# Reel for kayak mothership trip



## Farmer (Jul 3, 2009)

I am signed up for a Kayak Mothership trip in May. I was recently fortunate to win a $500 gift cert for American Legacy Fishing. I am looking for a reel that would be big enough for the mothership trip but also work for nearshore bottom fishing. I like the Shimanos. 

Recommendations?


----------



## jdhkingfisher (Aug 6, 2010)

cant go wrong with the shimano tld's. lever drag and built for big fish. i like the tld 50's for inshore stuff like kings and snapper. but we use the bigger ones for wahoo and white marlin. awesome reels.


----------



## bombtosser (Oct 5, 2007)

yup, Talica 10 II speed. they are awesome.put it on a terez rod and you'll whip 99% of what you get a shot at. if you want to do a rod and reel combo try a tyrnos 2 speed with the same rod.Or my buddy lobsterman would probably recommend the toriums.:blinkKidding) 
Good Luck!


----------



## BlueH20Fisher (Mar 20, 2008)

A fifty for kings??? If I had $500 that wasn't mine and I had to by a reel, I'd put a couple hundred more with it, and get a torsa 20. Holds plenty of line (spectra) and geared for pulling stumps. If not that, then a trinidad. I hate plastic reels though.


----------



## PBTH (Oct 1, 2007)

Get two different sized Avets. Mine have treated me very well over the years. A great price for what you get and very compact for fishing from a kayak. I'd go with a JX or LX. I just sold my JX and picked up a LX 2speed. These can fish 50-65lb braid perfectly. I also leave a bit of space on the spool for 25yds of 20lb mono topshot so I can troll for kings.


----------



## Farmer (Jul 3, 2009)

The Warden is keeping a close eye on me so I need to stay under the $500 mark. The Tac 8, 10, 12, and 16 all list under $500... just under. 
The 8's and 10's max drag is 20. The 12 and 16 max drag is 40. 
Big difference in weight between 8 and 10 versu 12 and 16 > = @ 8 ounces. 
The 8 and 10 line capacity for 65 powerpro ranges from 235 to 335. The 12 and 16 line capacity for 80 ranges from 355 to 430. 

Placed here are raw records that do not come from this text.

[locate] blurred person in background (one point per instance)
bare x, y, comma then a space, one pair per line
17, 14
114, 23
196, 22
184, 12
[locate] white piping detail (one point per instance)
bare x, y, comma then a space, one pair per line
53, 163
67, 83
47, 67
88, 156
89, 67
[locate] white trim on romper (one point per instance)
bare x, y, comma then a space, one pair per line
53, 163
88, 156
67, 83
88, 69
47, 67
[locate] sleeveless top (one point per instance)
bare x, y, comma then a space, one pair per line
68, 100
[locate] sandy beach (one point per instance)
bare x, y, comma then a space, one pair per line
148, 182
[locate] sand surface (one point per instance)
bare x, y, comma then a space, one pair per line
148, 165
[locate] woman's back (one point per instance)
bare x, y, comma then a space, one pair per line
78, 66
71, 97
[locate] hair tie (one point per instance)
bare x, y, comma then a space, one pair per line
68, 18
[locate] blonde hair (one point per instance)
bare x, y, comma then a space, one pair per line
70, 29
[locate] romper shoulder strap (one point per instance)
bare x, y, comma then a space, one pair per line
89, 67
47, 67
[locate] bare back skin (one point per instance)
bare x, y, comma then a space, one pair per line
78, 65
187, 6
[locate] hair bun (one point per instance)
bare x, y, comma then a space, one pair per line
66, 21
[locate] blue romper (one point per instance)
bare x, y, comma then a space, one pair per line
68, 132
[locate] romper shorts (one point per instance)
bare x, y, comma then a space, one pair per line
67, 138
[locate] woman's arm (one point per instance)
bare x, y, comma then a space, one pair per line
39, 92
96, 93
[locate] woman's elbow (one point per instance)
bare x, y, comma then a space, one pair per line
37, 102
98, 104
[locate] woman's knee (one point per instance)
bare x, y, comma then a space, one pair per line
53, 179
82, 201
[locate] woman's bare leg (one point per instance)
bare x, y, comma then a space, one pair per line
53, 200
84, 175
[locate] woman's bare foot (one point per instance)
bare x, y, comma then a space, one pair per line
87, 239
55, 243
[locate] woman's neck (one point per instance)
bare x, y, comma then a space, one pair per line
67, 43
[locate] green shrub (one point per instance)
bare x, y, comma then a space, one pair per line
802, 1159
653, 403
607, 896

I haven't bluewater fished since I was a kid so I'm not realy sure what I need for the mothership trip. Weight is big factor for me, so it would be good to stay with the 10. The line length for the 10 should be fine, right? Its the big difference in the drag ( 10 at 20 lbs versu 12 at 40 lbs) that concerns me. Input welcome!


----------



## bombtosser (Oct 5, 2007)

it depends on how important weight and capacity is. I'd get the 12 just for the peace of mind. if you hook up a nice tuna or a big jack, you know you can put the smack down on 'em. Or you can lock the drag down and let them tow you around for a while.


----------



## Farmer (Jul 3, 2009)

Got the Talica 12 II speed. 
It will take 400 yds of 65 lb or 355 of 80 lb. What size line should I go with? 
Hope to get a nice AJ early and then move on to trolling live bait or lures. Looking for advice on leaders, lures... 
Suggestions?


----------



## Catchinem (Dec 19, 2008)

Congrats on the Talica 12II! I hear the Terez rods are a good match for it. Put the 80 on it for sure and go catch a monster. Good luck with it and LEASH it good!


----------



## Farmer (Jul 3, 2009)

I have an Ernie Cavitts custom spiral rod that is designed especially for bottom fishing off a kayak. 
http://www.cavittscustoms.com/

Now I need to gather my tackle list. Suggestions?

Definitely plan to leash the rod/reel!


----------



## Matt09 (Jun 6, 2008)

80 jerry brown hollow.....


----------